1. Field of the Invention
The present invention generally relates to a particle analysis and, more particularly, to a particle analyzer for individually separating and then injecting fine particles contained in a suspension or solution. The present invention also relates to a system utilizing the particle analyzer.
2. Description of the Prior Art
As a device designed to individually separate fine particles contained in a suspension and for counting the number of the fine particles, a particle analyzer of a construction shown in FIG. 10 of the accompanying drawings has long been well known in the art.
Referring to FIG. 10 for the discussion of the prior art, the particle analyzer 13 shown therein comprises a constricted passage 1 for the passage of the individual fine particles 6 and having upstream and downstream passages 2 and 3 communicated with the constricted passage 1 and positioned on respective sides of the constricted passage 1 with respect to the direction of flow of the suspension. The particle analyzer 13 also comprises upstream and downstream electrodes 4 and 5 disposed inside the upstream and downstream passages 2 and 3, respectively.
In this construction, when the suspension 30 containing the fine particles 6 is allowed to flow in a direction shown by the arrow A, the fine particles 6 can be individually separated and, therefore, change in impedance between the upstream and downstream electrodes 4 and 5 can be detected.
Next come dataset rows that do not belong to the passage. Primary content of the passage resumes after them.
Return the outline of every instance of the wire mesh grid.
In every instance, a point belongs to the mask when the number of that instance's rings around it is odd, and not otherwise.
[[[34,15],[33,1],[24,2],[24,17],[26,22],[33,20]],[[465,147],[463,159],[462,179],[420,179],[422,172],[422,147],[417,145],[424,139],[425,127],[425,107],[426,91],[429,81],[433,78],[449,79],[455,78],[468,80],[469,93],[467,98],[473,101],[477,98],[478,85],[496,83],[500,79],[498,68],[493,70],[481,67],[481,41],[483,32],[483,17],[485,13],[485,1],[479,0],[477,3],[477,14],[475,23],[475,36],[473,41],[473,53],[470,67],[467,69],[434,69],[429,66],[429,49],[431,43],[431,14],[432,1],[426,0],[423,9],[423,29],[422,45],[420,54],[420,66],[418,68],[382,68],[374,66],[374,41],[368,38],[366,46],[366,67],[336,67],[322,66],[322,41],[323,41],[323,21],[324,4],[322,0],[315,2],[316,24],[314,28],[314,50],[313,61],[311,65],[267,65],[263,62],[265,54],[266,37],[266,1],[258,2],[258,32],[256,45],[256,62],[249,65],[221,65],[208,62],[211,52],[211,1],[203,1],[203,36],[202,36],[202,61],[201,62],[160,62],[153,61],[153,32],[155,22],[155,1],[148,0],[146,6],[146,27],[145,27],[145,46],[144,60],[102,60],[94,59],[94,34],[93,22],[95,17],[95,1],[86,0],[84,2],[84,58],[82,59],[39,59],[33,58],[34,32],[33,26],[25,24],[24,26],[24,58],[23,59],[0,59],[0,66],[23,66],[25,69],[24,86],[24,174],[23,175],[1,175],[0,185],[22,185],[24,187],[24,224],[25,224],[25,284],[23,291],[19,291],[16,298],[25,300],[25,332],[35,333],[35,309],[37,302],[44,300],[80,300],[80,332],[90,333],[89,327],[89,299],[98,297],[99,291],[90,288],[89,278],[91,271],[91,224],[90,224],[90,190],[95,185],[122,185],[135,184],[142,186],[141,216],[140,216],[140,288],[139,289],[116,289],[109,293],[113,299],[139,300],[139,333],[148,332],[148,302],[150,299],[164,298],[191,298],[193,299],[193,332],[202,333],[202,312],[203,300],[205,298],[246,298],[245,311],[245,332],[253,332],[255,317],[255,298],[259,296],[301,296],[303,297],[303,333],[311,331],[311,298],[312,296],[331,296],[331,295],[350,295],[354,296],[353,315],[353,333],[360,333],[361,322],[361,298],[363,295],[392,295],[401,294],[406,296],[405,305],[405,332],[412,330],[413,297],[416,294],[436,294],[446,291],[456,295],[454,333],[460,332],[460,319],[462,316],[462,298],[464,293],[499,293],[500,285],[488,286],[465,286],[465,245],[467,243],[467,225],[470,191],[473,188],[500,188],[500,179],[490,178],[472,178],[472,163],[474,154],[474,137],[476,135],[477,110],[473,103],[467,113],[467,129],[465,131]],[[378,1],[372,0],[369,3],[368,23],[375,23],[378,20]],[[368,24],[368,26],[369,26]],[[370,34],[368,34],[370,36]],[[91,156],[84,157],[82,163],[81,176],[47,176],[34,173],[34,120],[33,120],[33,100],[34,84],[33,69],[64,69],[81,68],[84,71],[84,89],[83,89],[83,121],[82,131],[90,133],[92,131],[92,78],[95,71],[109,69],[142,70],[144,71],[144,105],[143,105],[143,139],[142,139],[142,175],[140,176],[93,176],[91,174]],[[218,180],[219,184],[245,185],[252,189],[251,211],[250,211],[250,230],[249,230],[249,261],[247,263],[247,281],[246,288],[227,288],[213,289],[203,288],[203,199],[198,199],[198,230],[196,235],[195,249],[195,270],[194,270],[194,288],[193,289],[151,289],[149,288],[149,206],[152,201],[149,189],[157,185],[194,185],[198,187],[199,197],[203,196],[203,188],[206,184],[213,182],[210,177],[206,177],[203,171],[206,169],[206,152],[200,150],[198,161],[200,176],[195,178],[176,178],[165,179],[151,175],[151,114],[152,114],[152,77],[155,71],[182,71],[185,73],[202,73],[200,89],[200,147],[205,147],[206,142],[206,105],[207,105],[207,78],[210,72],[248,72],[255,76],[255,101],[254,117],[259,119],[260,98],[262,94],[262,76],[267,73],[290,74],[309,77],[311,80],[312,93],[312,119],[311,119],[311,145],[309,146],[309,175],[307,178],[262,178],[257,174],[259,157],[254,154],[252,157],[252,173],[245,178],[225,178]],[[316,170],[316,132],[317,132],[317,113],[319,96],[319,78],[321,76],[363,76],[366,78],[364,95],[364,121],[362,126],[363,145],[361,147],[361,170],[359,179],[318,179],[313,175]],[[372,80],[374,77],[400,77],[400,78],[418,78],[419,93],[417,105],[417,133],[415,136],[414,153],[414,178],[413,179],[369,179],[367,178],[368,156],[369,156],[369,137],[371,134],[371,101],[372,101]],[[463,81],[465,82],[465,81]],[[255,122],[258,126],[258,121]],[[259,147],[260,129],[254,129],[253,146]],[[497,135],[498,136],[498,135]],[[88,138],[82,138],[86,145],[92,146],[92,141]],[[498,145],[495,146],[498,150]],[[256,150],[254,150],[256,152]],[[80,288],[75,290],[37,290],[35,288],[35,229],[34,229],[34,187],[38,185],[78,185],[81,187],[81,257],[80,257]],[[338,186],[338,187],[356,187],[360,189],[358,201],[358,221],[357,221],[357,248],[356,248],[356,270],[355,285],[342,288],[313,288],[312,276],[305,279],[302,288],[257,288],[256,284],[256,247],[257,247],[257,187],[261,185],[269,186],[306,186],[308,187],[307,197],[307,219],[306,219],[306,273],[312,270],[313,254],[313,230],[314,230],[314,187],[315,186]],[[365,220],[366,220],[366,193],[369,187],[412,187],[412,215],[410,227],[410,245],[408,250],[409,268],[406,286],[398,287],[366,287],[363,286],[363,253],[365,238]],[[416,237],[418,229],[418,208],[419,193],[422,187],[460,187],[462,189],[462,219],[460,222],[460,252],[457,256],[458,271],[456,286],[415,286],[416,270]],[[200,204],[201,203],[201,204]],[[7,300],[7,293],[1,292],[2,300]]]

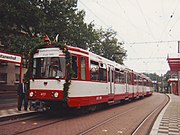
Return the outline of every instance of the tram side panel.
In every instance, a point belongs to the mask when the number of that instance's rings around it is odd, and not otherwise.
[[[108,83],[72,80],[69,89],[70,107],[88,106],[108,101]]]

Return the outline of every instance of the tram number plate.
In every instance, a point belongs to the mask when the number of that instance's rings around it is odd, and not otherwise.
[[[46,93],[45,93],[45,92],[42,92],[42,93],[41,93],[41,96],[43,96],[43,97],[46,96]]]

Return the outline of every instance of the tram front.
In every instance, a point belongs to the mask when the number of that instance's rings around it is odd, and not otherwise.
[[[29,100],[34,107],[55,107],[62,102],[66,78],[65,54],[59,48],[39,49],[33,56]]]

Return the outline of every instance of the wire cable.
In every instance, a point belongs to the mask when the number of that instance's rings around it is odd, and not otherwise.
[[[142,8],[141,8],[141,5],[139,4],[139,1],[136,0],[136,3],[137,3],[137,5],[138,5],[138,7],[139,7],[139,10],[140,10],[140,12],[141,12],[144,20],[145,20],[146,26],[147,26],[147,28],[149,29],[150,33],[151,33],[152,38],[155,39],[154,34],[153,34],[152,30],[151,30],[151,27],[150,27],[150,25],[149,25],[149,23],[148,23],[148,21],[147,21],[147,19],[146,19],[146,17],[145,17],[145,14],[144,14],[144,12],[143,12],[143,10],[142,10]]]
[[[103,20],[101,20],[88,6],[86,6],[82,1],[79,0],[79,2],[86,7],[101,23],[103,23],[105,26],[109,27]]]

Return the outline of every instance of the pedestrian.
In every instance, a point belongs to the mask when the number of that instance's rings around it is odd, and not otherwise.
[[[24,110],[27,111],[28,107],[28,84],[27,81],[23,79],[23,83],[18,85],[17,89],[18,95],[18,110],[21,111],[22,103],[24,102]]]

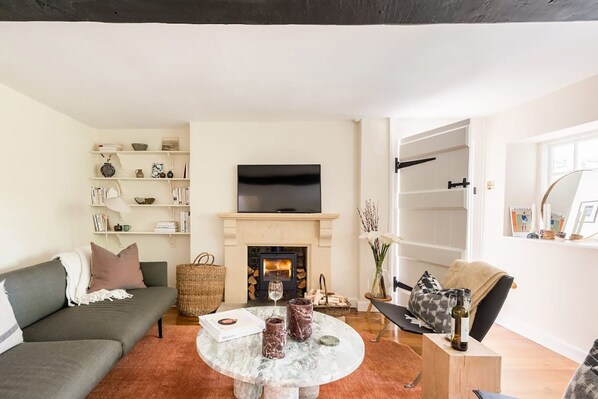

If the frequencY of change in impedance is subsequently counted, the number of the fine particles 6 can be counted.
In other words, according to the prior art, a voltage is monitored when a predetermined electric current is supplied across the electrodes 4 and 5, but an electric current is monitored when a predetermined voltage is applied to the electrodes 4 and 5. Since the impedance across the electrodes 4 and 5 depends on internal conditions of the constricted passage 1 and external conditions in the vicinity of the constricted passage 1, the impedance undergoes change each time the fine particles pass through the constricted passage, which change can be detected in the form of pulses, the number of pulses representing the number of the fine particles having passed through the constricted passage 1.
After the number of the fine particles has been detected in the manner as hereinabove described with tee use of the particle analyzer 13, and when the fine particles contained in the detected suspension are to be injected into suitable containers, the containers are to be arranged immediately beneath the downstream passage 3. While the containers are conveyed successively past a position immediately beneath the downstream passage 3, a predetermined number of the fine particles is injected into each container.
However, the prior art particle analyzer and the prior art system utilizing such particle analyzer have been found having the following problems, particularly when the fine particles are continuously separated and injected with the use of the prior art particle analyzer.
(a) Some of the fine particles separated and injected during the previous cycle tend to be left within the flow system including the constricted passage and the upstream and downstream passages. The fine particles so left within the flow system will be flushed out with the fine particles allowed to flow during the subsequent cycle and, therefore, the fine particles different in number from the required number tends to be injected.
(b) Where the concentration of the fine particles in the suspension is high, the individual separation of the fine particles is difficult to achieve because the fine particles continuously pass through the constricted passage, and, therefore, the number of pulses generated will not accurately coincide with the number of the fine particles counted.
This problem may be substantially alleviated if the suspension is diluted before the detection and counting are performed, however, the time required to perform the detection and the counting will be prolonged and a time-consuming and complicated handling procedures will be required.
(c) Since a predetermined electric current is applied to the electrodes 4 and 5 within the upstream and downstream passages 3 and 4, hydrolysis tends to occur accompanied by the production of hydrogen gas which subsequently forms bubbles. As the bubbles of hydrogen gas pass through the constricted passage 1, and if the bubbles are of a size comparable to the size of the fine particles, the bubbles will be erroneously taken as the fine particles, resulting in a detection error.